In our present study we focus on two physical enhancement methods for transdermal drug delivery: ultrasound and electric pulses either alone or in combination. Great emphasis has been given on the design of the experimental system and protocols, so the results and the conclusions drawn from them would have greater relevance for in vivo use and later translation into clinical practice. Our results show a statistically significant enhancement of calcein delivery (after one hour of passive diffusion following treatment) already after 5 minutes of ultrasound application, or only 6 × 100 short high voltage electrical pulses. We also experimented with combinations of the two enhancement methods hoping for synergistic effects, however, the results showed no evident drastic improvement over single method. Looking closer at physics of both methods, this absence of synergy in our in vivo oriented experimental setting is not surprising. The mechanism of action of both methods is the creation of aqueous pathways in the stratum corneum leading to increased skin permeability. However, when used in combination (regardless of the order of methods), the second method was unsuccessful in adding many new aqueous pathways in the stratum corneum, as it acted preferentially near the sites of the existing ones.

A Numerical Model of Permeabilized Skin With Local Transport Regions

The protective function of skin and hence its low permeability presents a formidable obstacle in therapeutical applications such as transdermal drug delivery and gene delivery in skin. One of the methods to temporarily increase skin permeability is electroporation, creating aqueous pathways across lipid-based structures by means of electric pulses. Also, the application of electric pulses to biological cells causes increased permeability of cell membrane, thus enabling the uptake of larger molecules that otherwise cannot cross the membrane, such as drug molecules or DNA, into the cell. The creation of localized sites of increased molecular transport termed local transport regions (LTRs) can be observed during electroporation, as well as changes in the bulk electric properties of skin layers. We modeled these phenomena with a numerical model and compared the output of the model with our own in vivo experiments and previously published results of skin electroporation and a good agreement was obtained. With the model presented, we used the available data to describe the nonlinear process of skin electropermeabilization from the aspect of tissue conductivity changes and the presence of local transport regions in the permeabilized stratum corneum. The observations derived from various in vivo experiments by different authors were thus confirmed theoretically.
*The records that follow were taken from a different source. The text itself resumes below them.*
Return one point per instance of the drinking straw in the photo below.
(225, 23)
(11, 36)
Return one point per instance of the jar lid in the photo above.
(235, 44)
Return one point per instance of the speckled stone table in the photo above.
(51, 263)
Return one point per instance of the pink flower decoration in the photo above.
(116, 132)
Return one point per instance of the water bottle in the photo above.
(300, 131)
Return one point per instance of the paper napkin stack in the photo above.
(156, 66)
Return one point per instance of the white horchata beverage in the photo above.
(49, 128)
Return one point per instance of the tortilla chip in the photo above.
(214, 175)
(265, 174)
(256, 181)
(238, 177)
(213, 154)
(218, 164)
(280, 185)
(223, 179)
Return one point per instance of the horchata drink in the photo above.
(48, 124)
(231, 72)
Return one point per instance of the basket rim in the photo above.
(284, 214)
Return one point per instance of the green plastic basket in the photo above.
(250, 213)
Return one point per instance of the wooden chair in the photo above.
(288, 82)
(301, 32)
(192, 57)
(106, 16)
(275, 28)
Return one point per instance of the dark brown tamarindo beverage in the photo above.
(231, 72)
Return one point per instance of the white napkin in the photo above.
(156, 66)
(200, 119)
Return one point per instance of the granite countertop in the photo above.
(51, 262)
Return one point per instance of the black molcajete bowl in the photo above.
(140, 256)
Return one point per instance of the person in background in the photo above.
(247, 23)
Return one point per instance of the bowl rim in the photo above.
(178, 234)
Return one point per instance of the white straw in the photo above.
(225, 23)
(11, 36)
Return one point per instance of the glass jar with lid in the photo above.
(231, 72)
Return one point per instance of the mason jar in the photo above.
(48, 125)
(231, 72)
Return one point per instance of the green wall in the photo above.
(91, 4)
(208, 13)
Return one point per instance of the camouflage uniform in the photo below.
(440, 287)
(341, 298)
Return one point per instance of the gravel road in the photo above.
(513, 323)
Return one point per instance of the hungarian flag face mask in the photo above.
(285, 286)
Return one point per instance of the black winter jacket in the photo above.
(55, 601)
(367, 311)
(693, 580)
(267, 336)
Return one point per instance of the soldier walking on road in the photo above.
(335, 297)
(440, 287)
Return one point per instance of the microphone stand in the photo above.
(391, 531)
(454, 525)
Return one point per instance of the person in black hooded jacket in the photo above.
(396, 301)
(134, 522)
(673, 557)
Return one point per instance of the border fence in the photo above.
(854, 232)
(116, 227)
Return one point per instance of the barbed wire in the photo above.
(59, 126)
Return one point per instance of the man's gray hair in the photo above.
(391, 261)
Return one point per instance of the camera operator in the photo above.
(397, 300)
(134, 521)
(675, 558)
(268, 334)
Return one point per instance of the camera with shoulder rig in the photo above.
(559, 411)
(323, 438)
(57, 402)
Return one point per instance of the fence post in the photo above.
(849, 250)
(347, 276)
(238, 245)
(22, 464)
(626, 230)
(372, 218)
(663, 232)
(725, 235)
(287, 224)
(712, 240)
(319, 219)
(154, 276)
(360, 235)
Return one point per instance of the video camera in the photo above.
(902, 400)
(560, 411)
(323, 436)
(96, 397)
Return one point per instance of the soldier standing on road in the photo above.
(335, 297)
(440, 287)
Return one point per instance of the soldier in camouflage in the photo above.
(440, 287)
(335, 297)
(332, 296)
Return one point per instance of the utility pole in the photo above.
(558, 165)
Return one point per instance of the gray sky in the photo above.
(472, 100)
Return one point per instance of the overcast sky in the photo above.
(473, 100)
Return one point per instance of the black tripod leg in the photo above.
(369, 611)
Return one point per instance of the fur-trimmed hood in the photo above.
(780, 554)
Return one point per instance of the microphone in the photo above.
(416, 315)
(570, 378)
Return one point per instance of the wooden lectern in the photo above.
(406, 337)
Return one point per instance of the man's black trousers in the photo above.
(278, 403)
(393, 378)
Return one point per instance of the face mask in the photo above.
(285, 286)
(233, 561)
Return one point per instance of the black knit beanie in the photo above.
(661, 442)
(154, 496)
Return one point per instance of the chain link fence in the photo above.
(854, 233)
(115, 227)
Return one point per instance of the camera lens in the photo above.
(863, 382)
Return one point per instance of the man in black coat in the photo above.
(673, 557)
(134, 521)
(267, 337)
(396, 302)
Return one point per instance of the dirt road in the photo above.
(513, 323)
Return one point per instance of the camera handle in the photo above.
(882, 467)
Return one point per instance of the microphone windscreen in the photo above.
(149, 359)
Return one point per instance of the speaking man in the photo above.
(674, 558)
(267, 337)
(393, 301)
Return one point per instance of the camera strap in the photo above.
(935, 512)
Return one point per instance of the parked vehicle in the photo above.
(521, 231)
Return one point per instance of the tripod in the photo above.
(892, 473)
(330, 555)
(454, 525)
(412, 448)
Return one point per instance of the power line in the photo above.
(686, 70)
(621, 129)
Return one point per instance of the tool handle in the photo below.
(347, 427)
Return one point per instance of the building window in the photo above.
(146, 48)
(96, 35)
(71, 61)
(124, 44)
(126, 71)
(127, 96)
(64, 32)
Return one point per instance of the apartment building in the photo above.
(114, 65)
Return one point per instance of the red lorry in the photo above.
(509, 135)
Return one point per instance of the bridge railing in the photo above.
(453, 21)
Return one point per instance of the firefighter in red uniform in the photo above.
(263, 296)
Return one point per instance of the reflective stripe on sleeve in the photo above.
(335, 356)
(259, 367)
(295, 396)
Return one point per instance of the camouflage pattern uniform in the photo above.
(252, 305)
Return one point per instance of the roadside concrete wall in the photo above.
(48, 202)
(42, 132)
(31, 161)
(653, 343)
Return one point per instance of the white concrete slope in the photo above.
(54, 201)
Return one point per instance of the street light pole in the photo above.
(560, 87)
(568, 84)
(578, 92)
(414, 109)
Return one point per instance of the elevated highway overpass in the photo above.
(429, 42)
Transdermal transport pathway creation: Electroporation pulse order

In this study we consider the physics underlying electroporation which is administered to skin in order to radically increase transdermal drug delivery. The method involves the application of intense electric fields to alter the structure of the impermeable outer layer, the stratum corneum. A generally held view in the field of skin electroporation is that the skins drop in resistance (to transport) is proportional to the total power of the pulses (which may be inferred by the number of pulses administered). Contrary to this belief, experiments conducted in this study show that the application of high voltage pulses prior to the application of low voltage pulses result in lower transport than when low voltage pulses alone are applied (when less total pulse power is administered). In order to reconcile these unexpected experimental results, a computational model is used to conduct an analysis which shows that the high density distribution of very small aqueous pathways through the stratum corneum associated with high voltage pulses is detrimental to the evolution of larger pathways that are associated with low voltage pulses.